Julio takes the boys out on the hired bikes and then we head to our favourite coffee shop to play a board game and then review the last five weeks of mentoring.  Our theme was poverty and the boys had discovered that the secret to getting out of poverty is giving!  It sounds like an odd thing to say but each was given the equivalent of £2.00 and had to find someone they felt needed the money and give it away.  We discussed how they felt and what happened and then finished with a time of silence.  The silence was not planned, it just came out of my one-line explanation of what would be the next theme for our mentoring sessions – sex!

Dropping the boys off home later made me realise how important the mentoring programme is to them.  One silly thing, as we made our way home, led to another and boys being boys one ended up doing something that led to another thing and then to me having to have a “chat” with them.  This resulted in a few firm, but loving, words.  Making mistakes is OK, but when you choose to do wrong and then try and pin the blame on someone else then the issue needs to be addressed.  It´s one of the oldest tricks in history when a person can´t accept responsibility for what they have done.  The difference, I tell the boys, between a boy and a man is not what they think.  It is, in all honesty, the ability to take responsibility for one’s actions.  A good lesson to learn as they head home and ponder on what happened.

There is only one more thing to do before my evening meeting with Julio and that is visit a home of one of the boys as his mum called me earlier during the day in tears and asking for help.  We make our way to the home and find her still in tears over a water bill she just can´t afford to pay and if she doesn´t pay she and her son will have to find another place to live.  She seems devastated as the money she owes is just so far beyond her means. Julio and I are both moved by her story and her need to find £10 to pay for the shared tap in the middle of about 12 tin shacks.  It is humbling, but we are able to help and the gift of £10 brings her to tears again.

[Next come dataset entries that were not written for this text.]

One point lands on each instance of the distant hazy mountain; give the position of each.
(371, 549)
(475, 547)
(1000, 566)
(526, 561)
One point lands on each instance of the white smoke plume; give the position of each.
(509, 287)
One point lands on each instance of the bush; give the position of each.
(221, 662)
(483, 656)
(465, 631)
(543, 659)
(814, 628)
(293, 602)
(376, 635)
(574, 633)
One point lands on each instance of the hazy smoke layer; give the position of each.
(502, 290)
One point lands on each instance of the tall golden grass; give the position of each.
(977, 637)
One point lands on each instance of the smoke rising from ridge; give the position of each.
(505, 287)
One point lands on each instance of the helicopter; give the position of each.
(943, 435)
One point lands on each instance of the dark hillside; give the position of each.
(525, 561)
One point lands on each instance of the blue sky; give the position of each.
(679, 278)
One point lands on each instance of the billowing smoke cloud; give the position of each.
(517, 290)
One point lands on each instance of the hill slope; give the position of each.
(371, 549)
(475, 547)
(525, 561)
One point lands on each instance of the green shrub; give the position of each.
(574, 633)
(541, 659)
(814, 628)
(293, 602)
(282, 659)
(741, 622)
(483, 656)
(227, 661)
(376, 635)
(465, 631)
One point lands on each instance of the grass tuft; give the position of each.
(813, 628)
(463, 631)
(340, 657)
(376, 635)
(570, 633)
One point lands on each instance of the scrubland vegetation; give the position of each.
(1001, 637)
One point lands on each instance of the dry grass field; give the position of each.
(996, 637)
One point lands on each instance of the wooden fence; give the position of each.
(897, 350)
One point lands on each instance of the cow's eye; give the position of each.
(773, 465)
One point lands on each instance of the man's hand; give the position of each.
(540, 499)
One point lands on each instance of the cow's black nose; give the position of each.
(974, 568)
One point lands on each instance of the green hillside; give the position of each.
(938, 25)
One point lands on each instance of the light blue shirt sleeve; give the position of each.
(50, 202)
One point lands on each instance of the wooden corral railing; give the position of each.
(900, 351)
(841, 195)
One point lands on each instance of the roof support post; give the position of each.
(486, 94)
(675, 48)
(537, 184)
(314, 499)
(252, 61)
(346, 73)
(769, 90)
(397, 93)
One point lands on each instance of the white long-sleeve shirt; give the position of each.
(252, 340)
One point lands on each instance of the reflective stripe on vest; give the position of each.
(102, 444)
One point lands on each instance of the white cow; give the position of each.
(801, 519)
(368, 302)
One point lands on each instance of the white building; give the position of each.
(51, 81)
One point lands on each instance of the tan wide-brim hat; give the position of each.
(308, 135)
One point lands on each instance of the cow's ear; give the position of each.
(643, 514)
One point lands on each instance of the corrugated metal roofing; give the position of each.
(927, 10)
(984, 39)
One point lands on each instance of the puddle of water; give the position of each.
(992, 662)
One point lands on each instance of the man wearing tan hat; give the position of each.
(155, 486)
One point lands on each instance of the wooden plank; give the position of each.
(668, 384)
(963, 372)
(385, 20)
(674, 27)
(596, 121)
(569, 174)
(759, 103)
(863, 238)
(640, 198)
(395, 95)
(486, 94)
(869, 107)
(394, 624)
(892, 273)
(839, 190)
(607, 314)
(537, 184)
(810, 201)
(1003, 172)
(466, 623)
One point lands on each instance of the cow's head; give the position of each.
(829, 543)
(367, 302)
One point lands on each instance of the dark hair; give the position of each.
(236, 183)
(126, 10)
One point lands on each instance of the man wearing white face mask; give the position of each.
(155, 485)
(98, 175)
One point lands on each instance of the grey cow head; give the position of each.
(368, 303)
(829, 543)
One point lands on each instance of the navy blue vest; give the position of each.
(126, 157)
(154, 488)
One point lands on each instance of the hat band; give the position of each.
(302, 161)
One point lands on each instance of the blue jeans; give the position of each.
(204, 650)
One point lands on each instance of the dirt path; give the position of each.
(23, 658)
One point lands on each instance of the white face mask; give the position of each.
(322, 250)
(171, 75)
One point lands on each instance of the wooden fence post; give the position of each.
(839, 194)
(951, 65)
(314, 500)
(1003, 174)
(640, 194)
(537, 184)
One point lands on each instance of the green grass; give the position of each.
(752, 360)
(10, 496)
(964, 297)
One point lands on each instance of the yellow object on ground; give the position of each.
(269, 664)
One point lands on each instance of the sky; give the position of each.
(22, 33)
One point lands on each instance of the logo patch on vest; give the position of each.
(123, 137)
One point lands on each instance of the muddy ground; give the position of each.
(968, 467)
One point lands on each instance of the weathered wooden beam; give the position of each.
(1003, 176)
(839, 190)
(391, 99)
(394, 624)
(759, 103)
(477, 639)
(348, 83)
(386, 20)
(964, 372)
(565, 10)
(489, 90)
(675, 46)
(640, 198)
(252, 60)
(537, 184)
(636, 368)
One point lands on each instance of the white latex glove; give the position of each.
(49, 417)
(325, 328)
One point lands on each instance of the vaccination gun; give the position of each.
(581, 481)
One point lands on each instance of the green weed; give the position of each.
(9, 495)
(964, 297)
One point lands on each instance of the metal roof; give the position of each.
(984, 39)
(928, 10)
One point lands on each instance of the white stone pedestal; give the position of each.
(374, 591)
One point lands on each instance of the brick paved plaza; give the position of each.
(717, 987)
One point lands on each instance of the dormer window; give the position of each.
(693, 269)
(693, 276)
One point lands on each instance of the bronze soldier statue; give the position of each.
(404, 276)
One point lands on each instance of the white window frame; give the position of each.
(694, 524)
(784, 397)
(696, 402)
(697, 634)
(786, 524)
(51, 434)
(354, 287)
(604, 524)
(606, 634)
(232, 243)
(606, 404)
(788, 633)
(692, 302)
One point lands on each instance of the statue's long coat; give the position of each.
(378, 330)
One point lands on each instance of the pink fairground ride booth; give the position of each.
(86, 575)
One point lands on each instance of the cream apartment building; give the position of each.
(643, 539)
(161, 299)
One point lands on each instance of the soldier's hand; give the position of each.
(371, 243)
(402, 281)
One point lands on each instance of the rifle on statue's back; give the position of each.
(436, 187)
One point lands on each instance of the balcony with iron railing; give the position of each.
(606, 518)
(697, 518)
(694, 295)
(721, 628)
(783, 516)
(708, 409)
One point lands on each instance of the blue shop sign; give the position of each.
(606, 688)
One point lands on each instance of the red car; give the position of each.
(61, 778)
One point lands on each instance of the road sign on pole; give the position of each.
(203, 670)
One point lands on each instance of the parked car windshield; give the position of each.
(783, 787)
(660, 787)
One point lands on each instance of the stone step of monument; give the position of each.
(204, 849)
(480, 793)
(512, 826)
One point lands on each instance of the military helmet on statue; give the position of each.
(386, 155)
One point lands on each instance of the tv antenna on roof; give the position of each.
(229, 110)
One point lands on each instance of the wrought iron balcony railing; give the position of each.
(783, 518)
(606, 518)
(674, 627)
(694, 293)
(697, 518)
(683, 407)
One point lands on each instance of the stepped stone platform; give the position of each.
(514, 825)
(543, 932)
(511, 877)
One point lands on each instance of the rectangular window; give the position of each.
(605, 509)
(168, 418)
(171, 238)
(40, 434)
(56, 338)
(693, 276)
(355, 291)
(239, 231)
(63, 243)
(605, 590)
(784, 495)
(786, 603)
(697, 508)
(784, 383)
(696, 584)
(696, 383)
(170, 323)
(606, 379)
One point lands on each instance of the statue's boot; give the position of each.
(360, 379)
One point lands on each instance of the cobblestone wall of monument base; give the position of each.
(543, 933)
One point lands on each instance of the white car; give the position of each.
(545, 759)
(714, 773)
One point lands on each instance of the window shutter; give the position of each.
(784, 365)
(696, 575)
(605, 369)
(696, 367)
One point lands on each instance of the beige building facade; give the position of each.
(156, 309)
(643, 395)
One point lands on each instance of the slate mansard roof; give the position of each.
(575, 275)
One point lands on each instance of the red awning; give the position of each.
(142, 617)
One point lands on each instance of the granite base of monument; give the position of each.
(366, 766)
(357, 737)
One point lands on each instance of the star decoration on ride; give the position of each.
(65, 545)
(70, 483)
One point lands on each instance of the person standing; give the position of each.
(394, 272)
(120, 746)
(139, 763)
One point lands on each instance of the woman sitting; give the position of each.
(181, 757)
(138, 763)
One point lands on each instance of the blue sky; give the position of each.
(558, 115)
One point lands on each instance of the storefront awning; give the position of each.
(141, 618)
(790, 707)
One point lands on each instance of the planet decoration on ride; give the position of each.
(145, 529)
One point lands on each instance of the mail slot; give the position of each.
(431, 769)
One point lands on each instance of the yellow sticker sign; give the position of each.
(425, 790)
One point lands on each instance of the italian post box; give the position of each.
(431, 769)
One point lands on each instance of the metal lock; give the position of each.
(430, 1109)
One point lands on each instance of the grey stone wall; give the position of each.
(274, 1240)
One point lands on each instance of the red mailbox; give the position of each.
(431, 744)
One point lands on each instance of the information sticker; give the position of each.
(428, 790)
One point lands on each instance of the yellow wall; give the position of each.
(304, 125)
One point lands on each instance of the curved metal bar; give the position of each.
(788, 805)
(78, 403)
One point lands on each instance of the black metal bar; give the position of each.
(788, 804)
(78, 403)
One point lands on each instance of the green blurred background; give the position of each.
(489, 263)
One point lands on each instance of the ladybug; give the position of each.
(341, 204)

julio in guatemalaWe discover that her son, who is still thinking through his actions from the afternoon´s events, is not eating enough.  There is not an ounce of fat on his 13-year-old body and he tells me that he and his mum often have to go without food.  On further investigation I found out that he and his mum only eat 5 days out of 7.  It is heart-breaking and so some action will need to be taken in the coming week to provide a small parcel of groceries that will help a little.

As we leave the sun is already casting long shadows in the street and about 10 small kids are outside waiting for us.  Their outstretched arms and pleas to be swung around was my cue to tell them that Julio was an expert in this and so an orderly queue is instantly formed and Julio begins his swinging.  At one point I feel guilty and so help out with a few swings and then head to the car leaving Julio with 6 kids hanging around his neck and the others running around him.  He is a star and the kids are excited about his promise to return on Wednesday evening and swing some more when the team return for the usual kids’ club for high-risk children.

Now onto our serious meeting about the development of the mentoring programme for Honduras.  It´s a great time to be serving here.